Mr. Low, in his March 2013 instant messages to the AmBank employee in Kuala Lumpur, wrote that access to the account inside the bank “shld also be restricted n tracked so if someone took pic n access the a/c, we will know.”
He and the bank employee discussed moving the money in several transfers to lessen the impact such a large inflow of dollars might have on Malaysia’s currency, the ringgit. The AmBank employee didn’t respond to a request for comment.
Later, Mr. Najib sent millions of dollars from the account to local politicians ahead of national elections in the spring of 2013, which his party narrowly won. Mr. Low helped campaign in Penang, his home state, and directed how the political financing was spent, according to a politician in Malaysia’s ruling coalition.
The prime minister, over a few years, also spent at least $15 million of money linked to 1MDB on personal expenses, including jewelry and clothes, according to bank records reviewed by the Journal.
Mr. Low, too, continued to spend lavishly. He bought multimillion-dollar homes in New York and Los Angeles, using shell companies, and later resold them to a company controlled by the prime minister’s stepson, according to sales records reviewed by the Journal and people familiar with the matter.
In 2013, Mr. Low bought a 7,718-square-foot penthouse in Singapore for more than $30 million and a smaller apartment in the same complex, according to real-estate records.
He became a major collector of 20th-century art, amassing what dealers consider to be a collection worth $300 million.
He also donated millions of dollars to a panther conservation group, a cancer hospital and the United Nations.
In 2014, when Mr. Low expressed interest in purchasing Reebok from Adidas AG, he told the Journal in an interview that his family’s wealth stood at $1.75 billion, the result of a fortune built in Thailand in the 1960s and 1970s by his Chinese-born grandfather.
In recent months, Mr. Low has moved to liquidate some of his assets. Earlier this year, he sold a Picasso and Monet at a combined loss of millions of dollars, dealers say.

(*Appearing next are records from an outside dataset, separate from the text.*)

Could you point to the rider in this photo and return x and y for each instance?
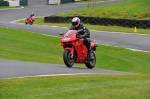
(31, 15)
(85, 34)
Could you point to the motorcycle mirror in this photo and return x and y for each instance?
(61, 33)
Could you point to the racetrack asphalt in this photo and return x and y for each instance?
(10, 68)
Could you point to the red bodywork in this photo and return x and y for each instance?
(70, 42)
(30, 19)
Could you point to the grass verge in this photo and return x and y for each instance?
(6, 7)
(40, 21)
(77, 87)
(129, 9)
(29, 46)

Singapore authorities have frozen millions of dollars Mr. Low held at the Singapore branch of Swiss private bank BSI SA, according to investigation documents. The bank declined to comment.

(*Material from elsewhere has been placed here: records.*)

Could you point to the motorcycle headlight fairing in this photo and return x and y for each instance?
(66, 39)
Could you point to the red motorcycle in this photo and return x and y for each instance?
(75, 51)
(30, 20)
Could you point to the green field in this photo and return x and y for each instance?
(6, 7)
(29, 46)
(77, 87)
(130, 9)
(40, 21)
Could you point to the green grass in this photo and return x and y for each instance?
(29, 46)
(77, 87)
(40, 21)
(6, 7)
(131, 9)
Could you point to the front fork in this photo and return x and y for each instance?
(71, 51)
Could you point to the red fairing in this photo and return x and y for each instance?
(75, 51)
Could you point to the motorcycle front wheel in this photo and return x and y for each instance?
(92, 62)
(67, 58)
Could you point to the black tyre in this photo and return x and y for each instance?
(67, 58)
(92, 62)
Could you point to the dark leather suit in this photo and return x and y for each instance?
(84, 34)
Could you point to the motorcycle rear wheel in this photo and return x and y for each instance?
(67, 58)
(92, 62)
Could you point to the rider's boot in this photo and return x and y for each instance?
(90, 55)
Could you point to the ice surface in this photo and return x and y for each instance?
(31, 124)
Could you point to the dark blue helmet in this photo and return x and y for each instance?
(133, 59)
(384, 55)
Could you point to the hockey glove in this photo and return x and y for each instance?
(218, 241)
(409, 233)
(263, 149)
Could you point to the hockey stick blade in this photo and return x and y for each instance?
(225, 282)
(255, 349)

Global investigators have had a hard time tracking down the peripatetic Mr. Low. according to those familiar with the probes. He recently has traveled between Abu Dhabi, Hong Kong, Taipei and London, according to people familiar with the matter. At times he has traveled for several days on a 300-foot yacht called Equanimity, said people familiar with his movements. It isn’t clear who owns it.
Last summer, when the 1MDB scandal was just heating up, Mr. Low couldn’t be found for several days, said people who tried to reach him. They later learned he was on an Arctic expedition.
—Kelly Crow contributed to this article.